Nguyen dit qu’il aime à la fois aider les chirurgiens et voir les patients en milieu clinique.

« Je ne suis pas seulement à la clinique toute la journée ; J’aime le dépaysement », confie-t-il.

Tiffany Buic
Tiffany Bui (MMS ’22).

Impact familial

Ses parents et ceux de Bui ont immigré du Vietnam avant leur naissance. Les parents de Bui n’avaient pas le temps de suivre des cours d’anglais parce qu’ils travaillaient et s’occupaient d’elle et de sa sœur, alors elle faisait des courses et des rendez-vous avec eux pour traduire.

“Quand ils allaient à l’épicerie, allaient chez le médecin et le dentiste, dans des circonstances plus spécifiques, ils avaient du mal”, dit-elle. “Quand j’étais enfant, je faisais de mon mieux pour les aider à comprendre… même lors de ma propre conférence parents-enseignants, je devais faire de mon mieux pour comprendre.”

Nguyen, qui a été victime d’intimidation au lycée et a grandi dans une zone d’activités de gangs, a lancé une entreprise parallèle de réparation d’iPhone et d’ordinateurs pour aider sa famille à s’en sortir.

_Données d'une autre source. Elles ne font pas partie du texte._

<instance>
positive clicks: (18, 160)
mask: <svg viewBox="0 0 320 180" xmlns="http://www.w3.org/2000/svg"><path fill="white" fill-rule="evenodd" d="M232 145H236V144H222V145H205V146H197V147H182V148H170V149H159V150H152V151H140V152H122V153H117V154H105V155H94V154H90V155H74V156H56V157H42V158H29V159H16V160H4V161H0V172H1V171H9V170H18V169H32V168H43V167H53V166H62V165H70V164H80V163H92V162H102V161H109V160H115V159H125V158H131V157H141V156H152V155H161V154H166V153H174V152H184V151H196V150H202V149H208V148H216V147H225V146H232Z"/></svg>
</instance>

Son père a passé de longues heures en tant que paysagiste pour que Nguyen et ses trois frères puissent aller à l’université, et sa mère a aidé les garçons à faire leurs devoirs.

“La seule chose que nos parents voulaient que nous fassions, c’était de nous concentrer sur l’école”, dit-il.

Il dit que peu importe à quel point le programme d’AP devient difficile, “ce n’est pas aussi épuisant que le travail que mon père a fait pendant toutes ces années”.

Ses antécédents et ceux de Bui ont une incidence sur la raison pour laquelle ils ont décidé de travailler dans le domaine des soins de santé et sur leur approche envers leurs patients.

Nguyen a été touché par un PA qui a travaillé avec son oncle après avoir eu un accident vasculaire cérébral.

«La façon dont l’AP l’a traité, lui et sa famille, et l’éducation qu’ils ont dispensée, ce fut un tournant pour moi, car vous pouvez vraiment inspirer les gens, changer des vies et affecter directement la communauté grâce aux soins que vous prodiguez aux patients», dit-il. « L’AP nous a mis à l’aise et à l’aise. Cette expérience et quelques autres expériences avec les soins de santé m’ont fait préférer les soins de santé au monde de la technologie.

« Une fois ma formation terminée, je veux être comme ce PA », dit-il.

Bui dit que la traduction pour ses parents en grandissant a joué un grand rôle dans la raison pour laquelle elle voulait devenir assistante maternelle.

« Même en parlant la même langue, lorsqu’un adjoint au médecin parle dans un jargon médical, le patient ne comprend pas », dit-elle. « Je voudrais que ma mère comprenne ce qui se passe parce que c’est sa santé et sa vie. En tant qu’AP, je peux jouer un rôle direct en veillant à ce que mes patients comprennent ce qui se passe avec leur santé ; Je me fais toujours une priorité d’expliquer les choses à un patient d’une manière qu’il peut comprendre.

Bui et Nguyen prévoient tous deux de redonner quand ils commenceront à s’entraîner.

Une fois qu’elle a quelques années à son actif, Bui espère prendre des étudiants de l’AP sous son aile comme d’autres l’ont fait pour elle. Elle aimerait travailler avec des populations à faible revenu.

Nguyen dit que parce qu’il n’aura pas de dette de prêt étudiant, il lui sera plus facile de faire du travail médical bénévole dans des pays comme le Vietnam, où il a de la famille. Il aimerait également travailler avec des médecins et d’autres AM pour aider les anciens combattants locaux.